Gliomas that have mutations in the isocitrate dehydrogenase (IDH) genes are the most common primary brain cancer of younger adults. Alkylating chemotherapy can be effective, but in many patients, the cancer recurs after several years, often as malignant tumor subclones that escape DNA damage surveillance and drive the fatal progression of the disease.

Therefore, the hunt is on for therapeutic agents specific to IDH-mutant glioma that could be added to standard-of-care alkylators such as temozolomide or procarbazine. Hiroaki Nagashima, MD, PhD, research fellow in the Department of Neurosurgery at Massachusetts General Hospital, Hiroaki Wakimoto, MD, PhD, associate professor of Neurosurgery, neurosurgeon Daniel P. Cahill, MD, PhD, and neuro-oncologist Julie Miller, MD, PhD, of the Translational Neuro-Oncology Laboratory and the Mass General Cancer Center, and colleagues report success with such a combination therapy in Cancer Discovery.
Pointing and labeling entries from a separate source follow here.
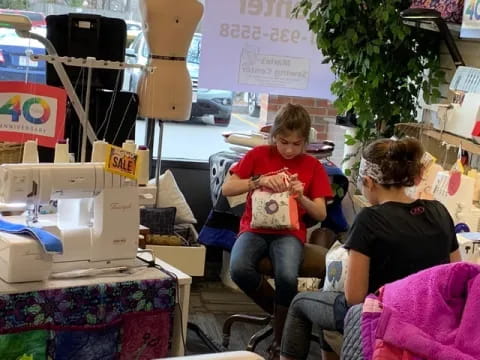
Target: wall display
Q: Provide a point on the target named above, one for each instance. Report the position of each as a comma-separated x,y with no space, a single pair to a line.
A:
31,111
471,19
256,46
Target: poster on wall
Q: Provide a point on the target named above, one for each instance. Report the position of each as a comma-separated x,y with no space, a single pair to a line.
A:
471,20
30,111
256,46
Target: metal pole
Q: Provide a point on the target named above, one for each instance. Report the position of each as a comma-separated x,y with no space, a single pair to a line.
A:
67,84
158,164
87,108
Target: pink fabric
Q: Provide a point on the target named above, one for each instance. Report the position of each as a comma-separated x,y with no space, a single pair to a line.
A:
385,351
434,314
145,336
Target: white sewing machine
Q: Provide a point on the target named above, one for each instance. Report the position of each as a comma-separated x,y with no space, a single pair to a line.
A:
97,219
462,115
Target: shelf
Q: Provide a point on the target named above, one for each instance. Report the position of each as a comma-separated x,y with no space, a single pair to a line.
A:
416,129
428,25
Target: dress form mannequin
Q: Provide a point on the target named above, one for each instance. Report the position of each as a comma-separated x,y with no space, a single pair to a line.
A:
166,92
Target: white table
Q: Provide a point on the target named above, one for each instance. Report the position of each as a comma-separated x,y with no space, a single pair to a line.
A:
183,298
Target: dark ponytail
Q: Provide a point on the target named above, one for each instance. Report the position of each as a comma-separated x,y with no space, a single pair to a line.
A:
399,160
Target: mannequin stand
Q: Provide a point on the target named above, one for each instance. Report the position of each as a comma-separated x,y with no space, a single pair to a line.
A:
149,141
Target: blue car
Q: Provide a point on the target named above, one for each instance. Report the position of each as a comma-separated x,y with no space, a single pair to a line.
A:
209,106
15,65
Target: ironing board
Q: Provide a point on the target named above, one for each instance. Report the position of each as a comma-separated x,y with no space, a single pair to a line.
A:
131,316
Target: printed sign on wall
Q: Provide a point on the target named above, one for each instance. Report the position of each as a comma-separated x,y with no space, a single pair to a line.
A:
256,46
471,19
31,111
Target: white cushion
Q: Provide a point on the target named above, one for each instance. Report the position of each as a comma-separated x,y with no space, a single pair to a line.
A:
171,196
336,262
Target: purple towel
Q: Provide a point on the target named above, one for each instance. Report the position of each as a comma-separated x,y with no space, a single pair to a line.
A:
435,313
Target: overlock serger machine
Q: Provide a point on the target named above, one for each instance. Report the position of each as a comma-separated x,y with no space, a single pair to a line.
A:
97,219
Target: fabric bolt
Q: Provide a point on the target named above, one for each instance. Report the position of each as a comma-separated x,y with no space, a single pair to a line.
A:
145,336
28,345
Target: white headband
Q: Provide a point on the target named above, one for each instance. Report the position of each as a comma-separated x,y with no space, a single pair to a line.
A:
373,171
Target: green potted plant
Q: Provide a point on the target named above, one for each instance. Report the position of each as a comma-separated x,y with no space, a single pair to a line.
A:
380,63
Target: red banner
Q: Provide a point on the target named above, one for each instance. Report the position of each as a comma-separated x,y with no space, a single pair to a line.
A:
30,111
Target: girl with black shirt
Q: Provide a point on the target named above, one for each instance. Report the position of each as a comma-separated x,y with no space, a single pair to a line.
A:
395,237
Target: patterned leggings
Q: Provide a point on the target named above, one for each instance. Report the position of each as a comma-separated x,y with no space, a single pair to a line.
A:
326,309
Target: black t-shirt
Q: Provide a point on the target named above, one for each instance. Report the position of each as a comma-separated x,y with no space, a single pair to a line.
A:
401,239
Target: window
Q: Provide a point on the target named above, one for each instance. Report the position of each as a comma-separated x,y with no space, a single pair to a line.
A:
213,111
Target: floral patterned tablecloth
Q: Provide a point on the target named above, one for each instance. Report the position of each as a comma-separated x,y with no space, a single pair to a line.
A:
122,320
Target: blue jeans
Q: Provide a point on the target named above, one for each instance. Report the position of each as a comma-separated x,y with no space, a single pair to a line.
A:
286,254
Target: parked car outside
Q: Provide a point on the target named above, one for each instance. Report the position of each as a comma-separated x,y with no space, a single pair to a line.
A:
208,106
36,18
15,64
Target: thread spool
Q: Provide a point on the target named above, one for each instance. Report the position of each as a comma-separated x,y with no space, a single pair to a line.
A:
99,151
61,152
30,152
143,165
130,146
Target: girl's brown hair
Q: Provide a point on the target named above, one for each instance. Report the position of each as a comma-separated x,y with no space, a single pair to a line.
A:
291,117
399,160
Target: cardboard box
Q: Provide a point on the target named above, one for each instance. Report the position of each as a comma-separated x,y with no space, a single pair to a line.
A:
189,259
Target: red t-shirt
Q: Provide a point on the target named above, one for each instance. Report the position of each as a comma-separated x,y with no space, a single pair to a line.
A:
265,159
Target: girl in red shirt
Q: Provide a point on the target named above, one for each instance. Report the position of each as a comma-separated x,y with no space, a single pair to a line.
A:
305,177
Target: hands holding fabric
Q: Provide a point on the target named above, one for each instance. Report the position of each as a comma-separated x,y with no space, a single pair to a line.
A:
283,182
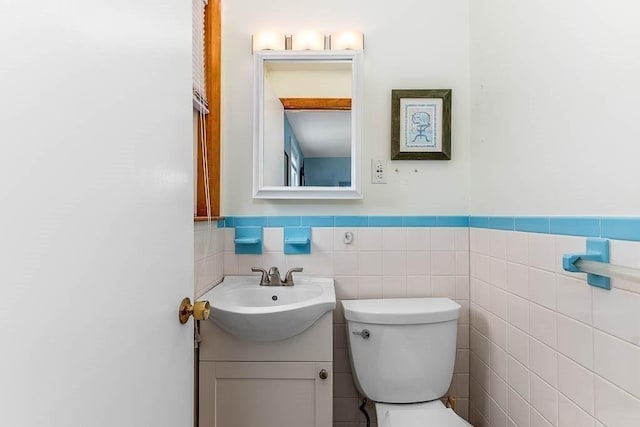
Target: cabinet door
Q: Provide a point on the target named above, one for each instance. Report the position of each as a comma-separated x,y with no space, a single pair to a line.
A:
265,394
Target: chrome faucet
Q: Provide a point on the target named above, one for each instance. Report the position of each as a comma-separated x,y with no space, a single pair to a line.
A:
272,277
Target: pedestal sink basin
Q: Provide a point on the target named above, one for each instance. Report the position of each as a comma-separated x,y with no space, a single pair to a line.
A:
243,308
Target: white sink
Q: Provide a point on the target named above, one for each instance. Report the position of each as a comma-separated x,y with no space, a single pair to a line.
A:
243,308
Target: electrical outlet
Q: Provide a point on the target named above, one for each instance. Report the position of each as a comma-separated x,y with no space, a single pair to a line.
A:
378,172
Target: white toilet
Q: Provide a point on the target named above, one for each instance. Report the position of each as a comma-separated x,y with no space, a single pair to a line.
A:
402,356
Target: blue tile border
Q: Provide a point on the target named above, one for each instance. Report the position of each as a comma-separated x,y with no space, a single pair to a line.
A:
317,221
479,221
385,221
283,221
419,221
351,221
502,223
575,226
532,224
347,221
619,228
452,221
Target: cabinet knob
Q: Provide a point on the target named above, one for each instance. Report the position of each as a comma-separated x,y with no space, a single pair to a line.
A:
323,374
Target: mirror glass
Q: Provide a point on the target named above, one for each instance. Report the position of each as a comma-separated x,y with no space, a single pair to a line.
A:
307,137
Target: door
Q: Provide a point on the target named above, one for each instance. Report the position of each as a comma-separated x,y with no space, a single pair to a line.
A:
96,228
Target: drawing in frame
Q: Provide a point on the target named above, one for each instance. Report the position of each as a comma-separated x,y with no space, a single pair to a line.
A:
421,124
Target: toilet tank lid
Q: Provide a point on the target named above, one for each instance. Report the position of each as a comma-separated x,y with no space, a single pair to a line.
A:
398,311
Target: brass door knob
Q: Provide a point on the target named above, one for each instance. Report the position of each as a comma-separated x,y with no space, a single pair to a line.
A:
323,374
200,310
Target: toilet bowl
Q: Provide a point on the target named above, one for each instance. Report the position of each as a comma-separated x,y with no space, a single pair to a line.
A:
402,356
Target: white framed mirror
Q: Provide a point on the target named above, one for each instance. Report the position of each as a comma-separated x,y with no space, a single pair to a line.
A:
307,124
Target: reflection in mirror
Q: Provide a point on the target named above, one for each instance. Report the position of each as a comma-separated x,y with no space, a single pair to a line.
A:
318,142
306,135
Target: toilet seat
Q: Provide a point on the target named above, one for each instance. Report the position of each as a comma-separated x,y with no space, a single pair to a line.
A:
426,414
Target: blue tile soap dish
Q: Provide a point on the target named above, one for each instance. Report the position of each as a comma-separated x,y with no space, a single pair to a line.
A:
297,240
248,240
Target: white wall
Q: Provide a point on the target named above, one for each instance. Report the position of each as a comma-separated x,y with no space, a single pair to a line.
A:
97,220
408,45
555,107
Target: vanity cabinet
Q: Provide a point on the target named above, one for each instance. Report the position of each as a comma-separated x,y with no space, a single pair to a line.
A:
271,384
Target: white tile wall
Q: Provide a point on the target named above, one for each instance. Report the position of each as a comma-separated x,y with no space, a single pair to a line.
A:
572,356
208,256
387,262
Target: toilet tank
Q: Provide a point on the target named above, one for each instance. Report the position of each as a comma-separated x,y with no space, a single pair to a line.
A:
409,351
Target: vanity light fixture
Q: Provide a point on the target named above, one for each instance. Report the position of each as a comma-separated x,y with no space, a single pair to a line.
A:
268,40
307,40
353,40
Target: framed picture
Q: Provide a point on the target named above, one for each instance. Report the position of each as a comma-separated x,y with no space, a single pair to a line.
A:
421,124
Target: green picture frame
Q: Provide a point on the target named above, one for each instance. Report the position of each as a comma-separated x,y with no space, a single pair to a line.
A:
421,124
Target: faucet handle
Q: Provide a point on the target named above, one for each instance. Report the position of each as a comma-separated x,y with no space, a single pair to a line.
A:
288,280
264,280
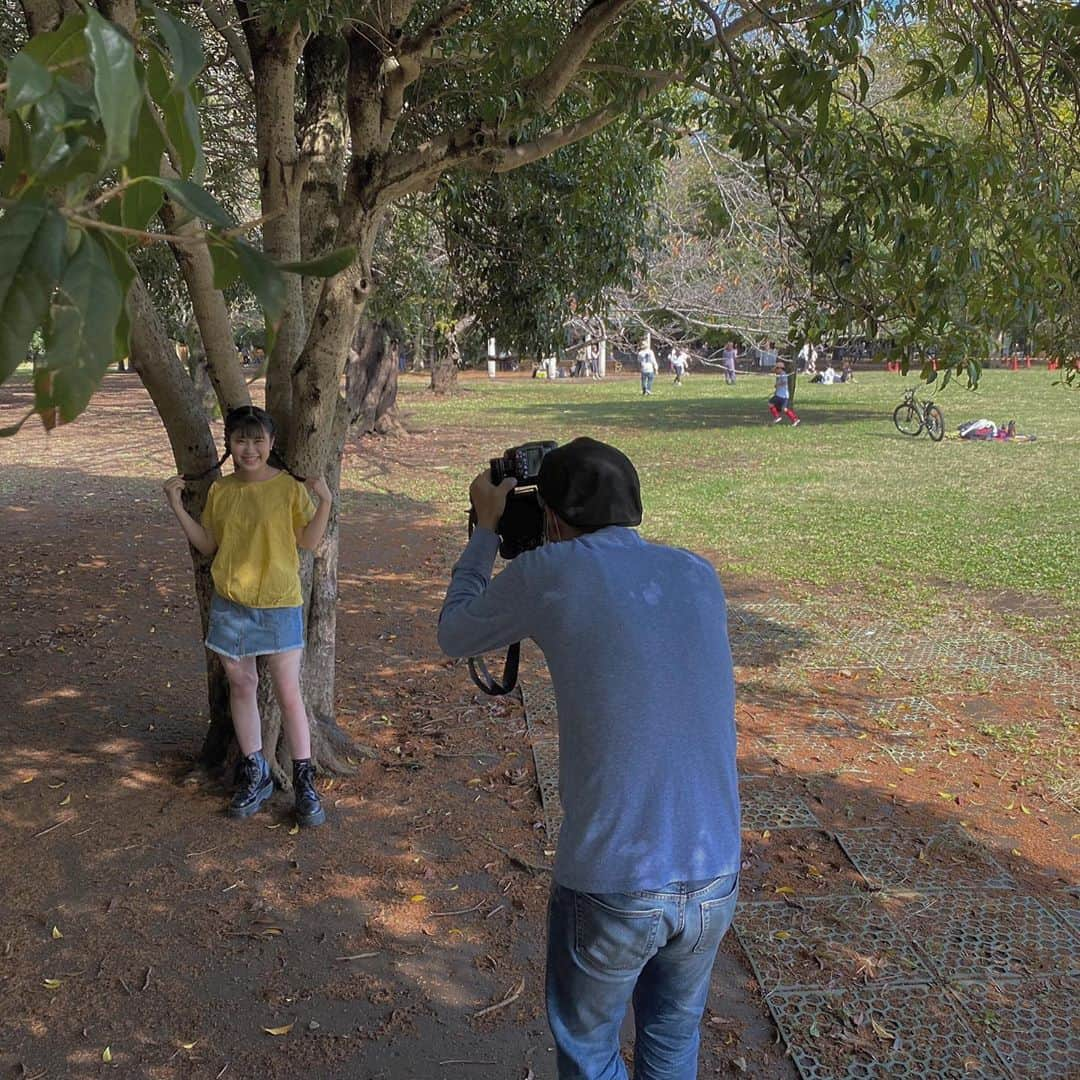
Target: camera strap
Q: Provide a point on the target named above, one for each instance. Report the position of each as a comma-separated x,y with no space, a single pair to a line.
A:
483,677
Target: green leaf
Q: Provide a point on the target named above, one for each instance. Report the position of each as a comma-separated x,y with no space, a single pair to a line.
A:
116,86
28,81
31,257
185,45
325,266
197,201
49,144
14,173
81,341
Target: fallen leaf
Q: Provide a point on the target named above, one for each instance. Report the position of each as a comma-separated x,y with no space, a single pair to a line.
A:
881,1033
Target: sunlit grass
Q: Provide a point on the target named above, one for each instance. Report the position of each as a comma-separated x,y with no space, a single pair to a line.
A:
842,500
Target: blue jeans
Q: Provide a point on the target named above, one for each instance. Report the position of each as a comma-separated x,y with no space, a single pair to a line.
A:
656,947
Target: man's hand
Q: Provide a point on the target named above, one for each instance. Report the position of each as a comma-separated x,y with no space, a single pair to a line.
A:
489,500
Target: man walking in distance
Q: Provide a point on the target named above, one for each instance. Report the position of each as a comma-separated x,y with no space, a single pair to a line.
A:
646,874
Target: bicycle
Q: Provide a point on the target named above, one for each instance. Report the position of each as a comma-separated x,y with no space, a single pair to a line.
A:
910,417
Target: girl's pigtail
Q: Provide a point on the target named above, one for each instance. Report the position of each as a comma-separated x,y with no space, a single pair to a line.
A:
220,461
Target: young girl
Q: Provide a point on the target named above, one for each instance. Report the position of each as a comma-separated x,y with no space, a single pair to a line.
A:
252,524
779,402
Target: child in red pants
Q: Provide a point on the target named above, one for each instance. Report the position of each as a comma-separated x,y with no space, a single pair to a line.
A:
779,402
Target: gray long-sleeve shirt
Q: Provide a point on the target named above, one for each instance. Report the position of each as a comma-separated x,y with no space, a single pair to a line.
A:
647,740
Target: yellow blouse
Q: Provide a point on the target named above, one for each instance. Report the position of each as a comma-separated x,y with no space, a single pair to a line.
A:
255,524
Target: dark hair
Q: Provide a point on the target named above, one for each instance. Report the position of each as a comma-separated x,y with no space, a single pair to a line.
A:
247,420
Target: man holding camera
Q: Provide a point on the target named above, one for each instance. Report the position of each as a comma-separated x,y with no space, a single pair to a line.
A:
646,874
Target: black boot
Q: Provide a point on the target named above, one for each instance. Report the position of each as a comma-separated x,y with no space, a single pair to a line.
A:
255,785
309,810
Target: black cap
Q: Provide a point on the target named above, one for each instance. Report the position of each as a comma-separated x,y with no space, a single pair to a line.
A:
591,485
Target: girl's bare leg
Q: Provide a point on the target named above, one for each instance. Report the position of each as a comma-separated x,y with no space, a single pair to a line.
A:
243,686
285,676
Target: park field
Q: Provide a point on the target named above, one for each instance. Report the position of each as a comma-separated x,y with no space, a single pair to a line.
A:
844,500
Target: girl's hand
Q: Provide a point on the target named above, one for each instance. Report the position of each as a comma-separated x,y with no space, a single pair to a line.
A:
174,487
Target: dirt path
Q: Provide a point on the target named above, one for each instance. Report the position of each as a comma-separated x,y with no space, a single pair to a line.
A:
140,929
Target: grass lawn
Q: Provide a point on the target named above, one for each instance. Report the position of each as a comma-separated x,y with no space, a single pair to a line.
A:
842,500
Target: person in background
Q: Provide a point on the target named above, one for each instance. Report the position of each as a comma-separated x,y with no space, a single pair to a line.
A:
779,403
647,365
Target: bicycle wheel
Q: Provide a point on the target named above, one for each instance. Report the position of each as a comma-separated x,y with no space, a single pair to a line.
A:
935,423
907,419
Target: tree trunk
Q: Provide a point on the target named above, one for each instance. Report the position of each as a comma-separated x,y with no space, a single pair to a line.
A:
372,381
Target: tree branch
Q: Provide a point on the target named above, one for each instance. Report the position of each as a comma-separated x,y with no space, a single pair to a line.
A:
595,21
238,48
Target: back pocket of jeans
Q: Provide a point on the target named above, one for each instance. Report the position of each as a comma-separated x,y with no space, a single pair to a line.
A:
612,939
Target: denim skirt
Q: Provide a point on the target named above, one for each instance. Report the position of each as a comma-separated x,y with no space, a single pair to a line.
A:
238,631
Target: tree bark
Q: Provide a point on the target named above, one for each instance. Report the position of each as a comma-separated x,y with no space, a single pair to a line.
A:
372,381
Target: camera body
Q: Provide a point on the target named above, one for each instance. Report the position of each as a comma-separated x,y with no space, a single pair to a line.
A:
521,527
522,462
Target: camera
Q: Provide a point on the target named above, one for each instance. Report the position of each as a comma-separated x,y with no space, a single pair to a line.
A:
521,527
522,462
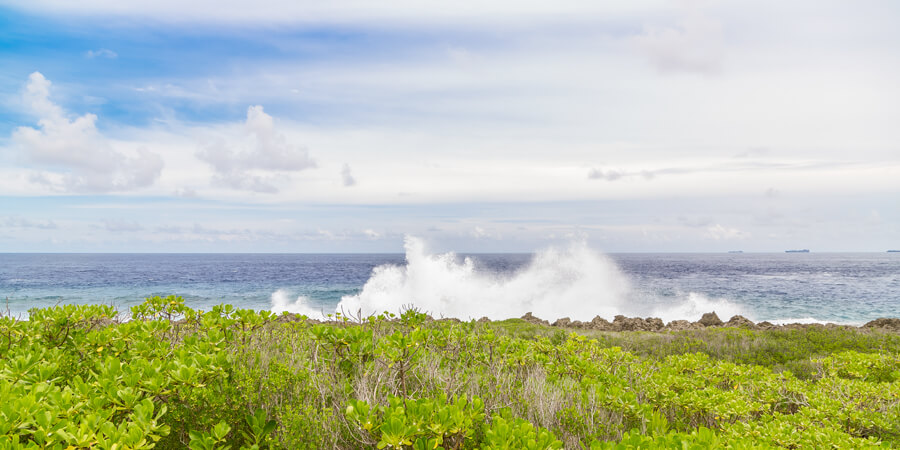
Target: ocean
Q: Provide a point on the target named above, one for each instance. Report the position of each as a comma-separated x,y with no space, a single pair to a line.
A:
571,281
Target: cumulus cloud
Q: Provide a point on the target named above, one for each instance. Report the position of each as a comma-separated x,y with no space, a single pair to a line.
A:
263,164
76,156
694,44
346,176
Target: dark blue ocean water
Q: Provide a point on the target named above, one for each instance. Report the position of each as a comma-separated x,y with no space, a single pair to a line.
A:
844,288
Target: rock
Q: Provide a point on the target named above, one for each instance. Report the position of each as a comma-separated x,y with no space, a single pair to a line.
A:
449,319
885,323
599,323
680,325
710,320
528,317
287,318
654,323
740,322
622,323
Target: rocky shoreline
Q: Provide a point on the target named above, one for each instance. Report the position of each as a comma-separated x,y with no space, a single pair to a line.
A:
655,324
710,319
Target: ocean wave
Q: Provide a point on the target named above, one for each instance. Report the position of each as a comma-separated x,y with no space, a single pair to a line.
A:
572,281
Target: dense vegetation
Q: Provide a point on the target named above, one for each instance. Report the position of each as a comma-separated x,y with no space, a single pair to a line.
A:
171,377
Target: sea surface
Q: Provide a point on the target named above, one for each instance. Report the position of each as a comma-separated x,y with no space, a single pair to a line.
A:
573,281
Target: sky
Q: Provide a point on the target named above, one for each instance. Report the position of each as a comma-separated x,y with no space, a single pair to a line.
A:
489,126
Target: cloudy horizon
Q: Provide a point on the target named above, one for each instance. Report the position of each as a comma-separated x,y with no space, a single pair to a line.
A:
658,126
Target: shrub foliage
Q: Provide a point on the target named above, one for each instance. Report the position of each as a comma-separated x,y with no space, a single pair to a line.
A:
167,376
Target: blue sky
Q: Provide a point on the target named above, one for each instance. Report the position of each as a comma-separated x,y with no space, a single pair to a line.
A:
489,126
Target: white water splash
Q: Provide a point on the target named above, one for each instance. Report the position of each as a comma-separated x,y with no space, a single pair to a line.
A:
574,281
695,305
281,302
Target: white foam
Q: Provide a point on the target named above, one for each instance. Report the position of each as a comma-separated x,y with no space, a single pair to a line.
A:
282,302
811,320
572,281
695,305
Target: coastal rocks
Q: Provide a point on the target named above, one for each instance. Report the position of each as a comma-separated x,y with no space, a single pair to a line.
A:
888,324
599,323
681,325
622,323
710,320
740,322
528,317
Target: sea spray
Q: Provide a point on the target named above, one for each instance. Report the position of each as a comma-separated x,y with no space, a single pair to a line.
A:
694,305
572,281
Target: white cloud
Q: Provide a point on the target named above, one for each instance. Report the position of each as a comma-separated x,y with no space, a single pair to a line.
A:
101,53
119,226
261,164
694,44
721,233
20,222
346,176
75,156
607,174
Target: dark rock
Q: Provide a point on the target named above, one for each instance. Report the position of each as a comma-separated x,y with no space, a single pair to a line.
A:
885,323
654,323
740,322
710,320
528,317
622,323
288,317
599,323
680,325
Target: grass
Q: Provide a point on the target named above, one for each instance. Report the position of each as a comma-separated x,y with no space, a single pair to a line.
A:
173,378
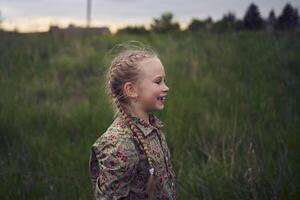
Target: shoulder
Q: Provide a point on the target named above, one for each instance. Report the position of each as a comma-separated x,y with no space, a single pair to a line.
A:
116,140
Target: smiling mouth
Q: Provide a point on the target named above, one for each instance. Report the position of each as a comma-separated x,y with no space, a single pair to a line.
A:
162,99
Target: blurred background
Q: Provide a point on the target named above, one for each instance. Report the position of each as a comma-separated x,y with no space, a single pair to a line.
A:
231,116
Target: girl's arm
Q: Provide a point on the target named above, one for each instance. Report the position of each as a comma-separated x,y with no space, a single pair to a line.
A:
113,164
Dr. Cahill and colleagues previously reported in Cancer Cell that IDH-mutant cancer cells have low levels of nicotinamide adenine dinucleotide (NAD+), a ubiquitous metabolic molecule that's vital to cell survival. Subsequently, they showed in Cancer Research that temozolomide treatment of IDH-mutant glioma can cause NAD+ to be critically depleted, resulting in a metabolically vulnerable state in these cancer cells.

The consumption of NAD+ is driven by activation of poly(ADP-ribose) polymerases (PARPs), which polymerize monomeric NAD+ into poly(ADP-ribose) (PAR), a key DNA damage signal. PARylation is regulated not just by PARPs, but also by an enzyme called poly(ADP-ribose) glycohydrolase (PARG), which causes breakdown of PAR.

The Two-Hit Hypothesis

The research team wondered whether they could enhance the therapeutic effect of temozolomide for IDH-mutant glioma by combining it with a PARG inhibitor. They theorized that this combination would cause a simultaneous "two-hit" disruption of NAD+ metabolism. Specifically, they envisioned that PARG inhibition would:

  • Result in hyper-accumulation of PAR and block it from being recycled into NAD+
  • Prolong and deepen the temozolomide-induced depletion of free NAD+ levels

A New Treatment Approach

Using IDH-mutant glioma cell lines and an IDH-mutant xenograft mouse model, the team became the first to show that PARG inhibition enhances the alkylating effectiveness of chemotherapy. As hypothesized, temozolomide treatment promoted PARP activation and consumption of NAD+, while PARG inactivation froze NAD+ as polymerized PAR by blocking subsequent breakdown.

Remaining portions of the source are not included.